Monkey, sensitive soul that he is, had gone a few bouts with bad dreams and night fears by this age, so while I had been happy that Mabel so far seemed immune, I hadn’t counted my chickens. I think it’s a maturity thing, really, to start distinguishing fact from fiction and have an imagination wide enough to encompass things you didn’t even want to imagine. It’s not surprising when they spend half the day in imaginary play – and you only have to give Mabel any two items – forks, crayons, shoes – to find her turning them into a mother and baby and voicing their dialogue - that when they go to bed it’s sometimes hard to turn it off.
I could sort of see what she meant about the dollhouse: it’s a simple wooden one with a pitched roof, and the big windows on either side look, in the half-light, like huge eyes in a big head. I moved it downstairs today. But last night I just took her to our bedroom rather than try to convince her that the giants only wanted ice-cream and would happily take directions to Target and go away again. There, she finally nursed back to sleep and took up most of B’s side of the bed. Sorry, honey.
This morning I’d sort of forgotten about the night’s shenanigans, and I sent Mabel off to play with friends while I helped get the nursery school ready for tomorrow’s meet-your-teacher sessions; because I am, as we must remember, the housekeeping chair this year. So far I’ve mostly shown up, but I’m not sure I’ve been of much practical use beyond reminding the other parents to sign in. I suppose I do know a little better than the new parents where a few things are kept, but so far mostly I’ve shown a startling lack of initiative.

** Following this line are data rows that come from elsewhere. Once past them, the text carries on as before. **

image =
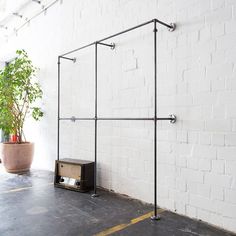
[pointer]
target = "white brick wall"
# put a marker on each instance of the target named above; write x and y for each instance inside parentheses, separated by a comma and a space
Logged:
(196, 81)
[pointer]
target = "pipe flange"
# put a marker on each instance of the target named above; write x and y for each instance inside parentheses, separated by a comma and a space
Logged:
(173, 118)
(173, 27)
(113, 46)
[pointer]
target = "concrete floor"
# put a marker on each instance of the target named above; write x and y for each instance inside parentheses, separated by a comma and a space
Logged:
(31, 206)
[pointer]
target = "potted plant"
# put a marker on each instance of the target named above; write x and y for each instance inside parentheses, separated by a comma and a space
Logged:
(18, 93)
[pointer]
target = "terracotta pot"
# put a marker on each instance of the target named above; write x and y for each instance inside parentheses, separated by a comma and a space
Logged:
(17, 158)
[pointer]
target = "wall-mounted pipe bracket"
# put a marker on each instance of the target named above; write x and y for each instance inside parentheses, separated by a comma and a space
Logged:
(173, 27)
(68, 58)
(73, 119)
(173, 118)
(111, 45)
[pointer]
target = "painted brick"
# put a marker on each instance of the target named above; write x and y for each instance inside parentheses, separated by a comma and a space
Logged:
(226, 153)
(217, 193)
(192, 175)
(230, 139)
(204, 164)
(218, 139)
(218, 180)
(230, 196)
(230, 167)
(218, 166)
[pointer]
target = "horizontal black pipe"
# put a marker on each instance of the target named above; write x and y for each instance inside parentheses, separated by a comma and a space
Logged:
(68, 58)
(106, 44)
(121, 32)
(163, 23)
(115, 118)
(77, 49)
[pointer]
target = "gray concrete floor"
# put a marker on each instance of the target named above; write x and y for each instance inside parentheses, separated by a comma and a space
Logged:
(31, 206)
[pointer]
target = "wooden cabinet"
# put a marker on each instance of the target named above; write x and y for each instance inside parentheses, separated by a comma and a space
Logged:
(74, 174)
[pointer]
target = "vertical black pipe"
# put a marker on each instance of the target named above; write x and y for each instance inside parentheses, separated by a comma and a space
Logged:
(58, 108)
(155, 217)
(96, 111)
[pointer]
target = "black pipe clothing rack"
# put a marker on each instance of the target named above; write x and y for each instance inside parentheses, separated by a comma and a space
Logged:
(171, 118)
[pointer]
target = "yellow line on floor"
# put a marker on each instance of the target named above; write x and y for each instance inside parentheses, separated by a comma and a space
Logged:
(24, 188)
(123, 226)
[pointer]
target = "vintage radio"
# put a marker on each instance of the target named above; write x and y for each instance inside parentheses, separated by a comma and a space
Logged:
(74, 174)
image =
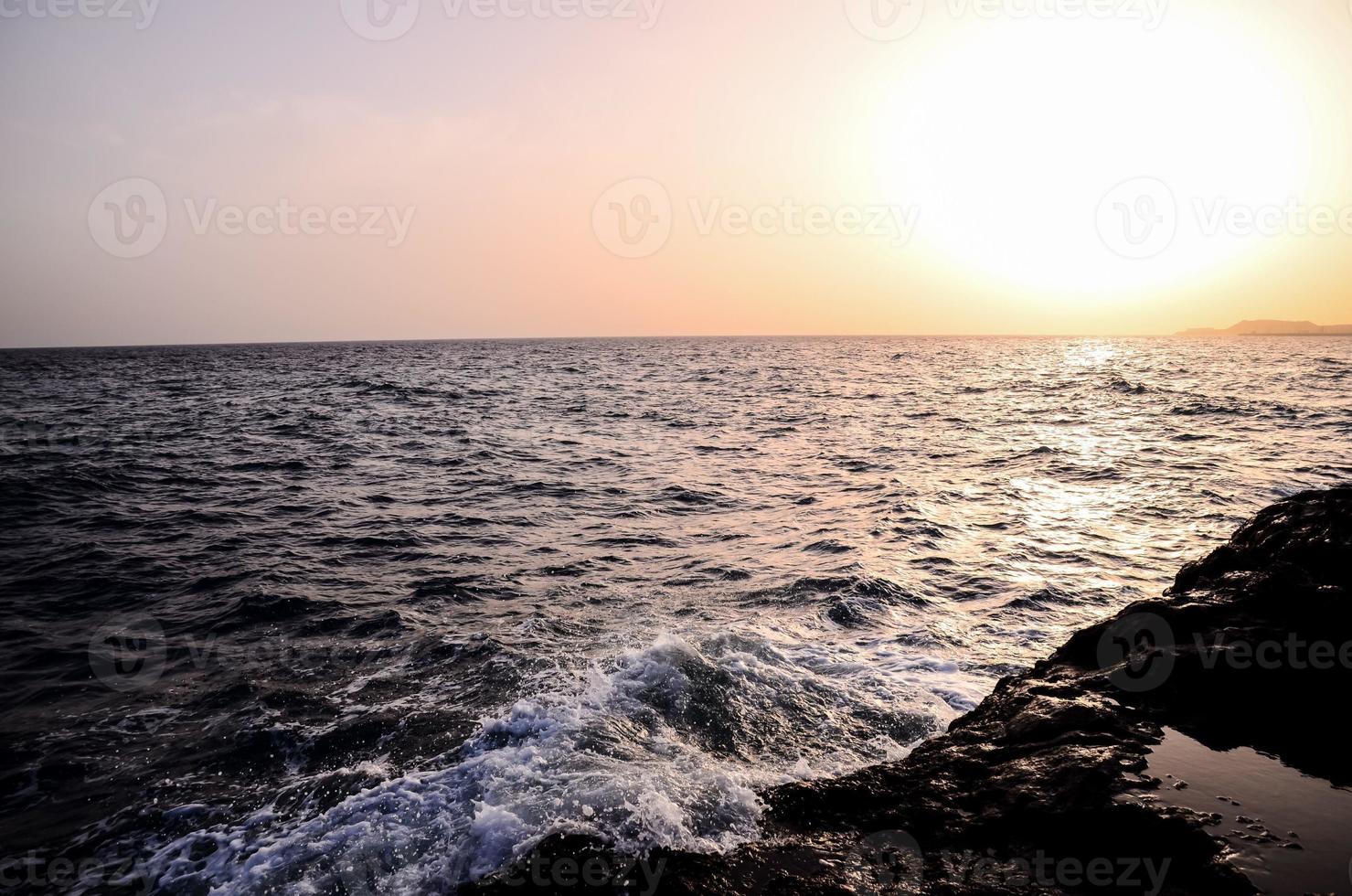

Mabel headed off to the giant sandbox (aka volleyball court) happily enough in the caravan of laden strollers, strewing goldfish crackers as they went, but a mere hour later I had a call to say that she was very sad and perhaps should come back to me. As I brought her back inside I asked, “Did you have fun with your friends?”
“I don’t like my friends.” A wail of despair.
“Oh. That’s a pity, since they’re all going to be in your class next week.”
I think it was just the fatigue talking. I took her home early and she was napping by 12.45. Another hour or so on the sofa (she watched Mr Rogers, I read my book, she nursed; we were both content) and she was back to her usual happy self, excited about going to nursery school and all the snacks she might eat there.
Then again, it’s possible that she too has a few start-of-school nerves that are manifesting themselves one way or another. When Mabel was on the way, Monkey had dreams about giants too. My children, with their literal metaphors.